Now I did this same visualization with my son, disentangling my violet from his indigo. My knots of expectation in his success in school were more difficult to unravel than the original knot between us representing his difficult birth. All the challenges of his prematurity and his numerous endocrine problems became one of my most profound gifts. He is why I do what I do, why I became an expert in clinical neuro-immune-endocrinology. The more recent knot representing my struggle with allowing him to be on his own, trusting that he would be safe and happy in a world without my constant maternal influence was a bit more difficult. The well-hidden gift turned out to be… accepting my transformation as a mother from nurturer-protector to confidante-advisor. In accepting him, I accepted myself. Twenty-four hours after I loosened the last knot between us, my wise son called me from college in San Francisco. “What are you doing down there, Mom? I feel lighter than ever!” I explained the disentanglement and he encouraged me to continue and “let go of us all, even yourself, and see, how enlightened you can be.”

So I did. Each and every significant person in my life, I disentangled from, I felt more and more free and my relationships with each person changed, transformed by love into something finer. I even disentangled from all I believed myself to be—a mother, a wife, a daughter, a sister, a healer, a woman, even from Deborah — and discovered my truth, which is joy.

Since disentangling from our daughter while she was a sophomore in high school, now that the time had come to let her grow up and go away to college, I am handling it better than I did with my son. With him, my body reminded me of the pain of birthing… I suffered from a sciatic condition (just like when I gave birth) that lasted from the moment I helped him fill out his college applications to the day I drove him up to the University of San Francisco. Now with my daughter, the pain is a bittersweet heartache, not physically manifested. The kind of ache that actually feels good, like watching a sad movie and crying your heart out and knowing the joy of being human is to feel passionately.

In fact my ethereal connection with my children has been so acutely enhanced since disentangling from them, that I realize the knots of my entanglements interfered with the clarity of my perceptions. Since letting my daughter grow up, I sleep soundly, only twice bolting out of bed, feeling her panic and calmly contacting her (via the telephone, since telepathy is difficult through the veil of fear) and all was well. I’ve taught her to trust the inner knowing and realize that through trial and error she will learn to ride the wave of our ethereal connection.

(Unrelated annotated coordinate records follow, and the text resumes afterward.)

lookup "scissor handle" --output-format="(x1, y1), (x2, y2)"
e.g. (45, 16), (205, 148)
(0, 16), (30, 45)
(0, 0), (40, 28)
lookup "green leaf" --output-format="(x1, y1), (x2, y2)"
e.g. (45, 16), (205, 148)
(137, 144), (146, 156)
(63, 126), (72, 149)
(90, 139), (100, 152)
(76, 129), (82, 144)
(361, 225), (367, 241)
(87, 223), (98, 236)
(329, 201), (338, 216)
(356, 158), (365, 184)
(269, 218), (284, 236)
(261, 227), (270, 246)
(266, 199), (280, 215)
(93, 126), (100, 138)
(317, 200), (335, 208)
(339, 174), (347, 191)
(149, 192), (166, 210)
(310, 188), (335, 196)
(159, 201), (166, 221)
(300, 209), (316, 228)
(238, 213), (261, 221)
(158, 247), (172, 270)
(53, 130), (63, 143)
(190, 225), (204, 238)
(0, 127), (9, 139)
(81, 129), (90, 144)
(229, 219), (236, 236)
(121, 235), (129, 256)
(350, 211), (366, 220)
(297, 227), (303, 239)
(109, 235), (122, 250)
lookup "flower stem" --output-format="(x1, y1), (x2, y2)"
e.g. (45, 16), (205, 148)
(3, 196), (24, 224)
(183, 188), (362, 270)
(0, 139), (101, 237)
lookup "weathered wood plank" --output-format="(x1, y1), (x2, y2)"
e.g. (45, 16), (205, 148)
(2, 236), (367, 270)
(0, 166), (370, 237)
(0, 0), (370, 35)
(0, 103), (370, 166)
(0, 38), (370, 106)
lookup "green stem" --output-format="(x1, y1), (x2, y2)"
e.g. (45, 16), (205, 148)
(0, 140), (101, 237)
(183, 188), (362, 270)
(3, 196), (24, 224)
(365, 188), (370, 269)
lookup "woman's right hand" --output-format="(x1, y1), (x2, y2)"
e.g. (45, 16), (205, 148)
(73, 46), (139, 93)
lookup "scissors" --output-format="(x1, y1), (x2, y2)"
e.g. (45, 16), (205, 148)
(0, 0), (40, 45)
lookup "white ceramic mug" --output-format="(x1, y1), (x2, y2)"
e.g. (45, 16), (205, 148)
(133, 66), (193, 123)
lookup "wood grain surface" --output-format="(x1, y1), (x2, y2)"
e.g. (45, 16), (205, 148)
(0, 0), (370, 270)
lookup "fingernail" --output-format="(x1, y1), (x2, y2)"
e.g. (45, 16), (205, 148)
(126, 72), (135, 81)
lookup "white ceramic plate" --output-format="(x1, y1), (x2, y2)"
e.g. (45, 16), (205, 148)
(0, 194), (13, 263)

Actually when it came time to escort our daughter to college, my husband did pretty well. He cried of course, and while at first resisting disentanglement, he admitted to having worked on it, and yes, he felt lighter, less fearful, more willing to let her go and trust she will be well. And we have both begun to receive the gift of her leaving, becoming closer than ever, falling in love all over again — just the two of us.

So how might you release the illusion of your entanglements? Envision your life color, whatever comes to you is fine, then envision the color of the other person. Your red cord and her blue cord are braided nicely for the most part, but knotted in places. Like a precious necklace entangled into the thread of a silk sweater you do not want to break either, but carefully loosen the knots using the lubrication of love. I live near the beach and off the coast, derricks pump oil from the floor of the Pacific Ocean. Often I come home with tar stuck to the soles of my feet. Only oil gets it off — like dissolving like. These knots in your cords of attachment seem like tar, but they are gifts of love and only the lubrication of love can dissolve the knots. If you look with eyes of love you can find the gift in each knot. It’s not easy, but after two or three knots, the entangled cords start unraveling, setting you free to float in the river of consciousness. You do not need to share with the person you are releasing what you have done, but your relationship WILL change.

No matter how ugly the wrapping, there is always a gift of love waiting to be discovered. So just let go. Disentangling your cords of attachment will free you to be your truth—the most precious gift of all.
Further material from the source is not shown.